1720
An Exceptional and Important Regence Bureau Plat Attributed to Charles Cressent
This model of Bureau plat is referred to by Alexander Pradere as “The Bureau Plats with Chinese heads” and he says that these were the first examples of Bureau Plats that he made. At least 5 others are known, one made for Dupleix de Bacquencourt which is documented in an inventory of 1723, another very similar and with a cartonier was exposed at the Universal Exhibition in 1900 in Paris. A third is in the Getty Museum, a fourth is in the collection of the Duke of Sutherland and a fifth, also with a cartonier but different to the others with Mme De Behague.
Provenance
Chateau de La Tour de Saint-Pierre-Canivet, Normandy, France.

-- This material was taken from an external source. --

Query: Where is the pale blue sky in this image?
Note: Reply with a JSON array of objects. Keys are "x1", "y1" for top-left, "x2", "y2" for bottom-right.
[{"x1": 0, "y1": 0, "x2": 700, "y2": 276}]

The Moussaye family originally from Brittany take their name from a stronghold called Riviere-Moussaye located in Sevignac, not far from where the Chateau de La Moussaye was built. The family is descended from Gervais de la Moussaye, who was bishop of Saint-Malo in 1253. Their fortune came from being ship owners in St Malo who from the end of the 17th Century until the beginning of the 19th Century accumulated great wealth. Saint-Malo in the 18th Century was a busy port with an active commercial life. Fishing was one of their great activities, especially fishing for cod in distant seas. They were accustomed to venturing afar, and one of their captains Jacques Cartier was the founder of Canada. From the end of the Sixteenth Century, the manufacture of linen developed in Brittany and an important trade grew up with Cadiz in Spain and subsequently with Spanish America. Apart from The Chateau de La Tour de Saint Pierre the family also owned Chateau de La Moussaye and Chateau de La Chesnaye-Taniot.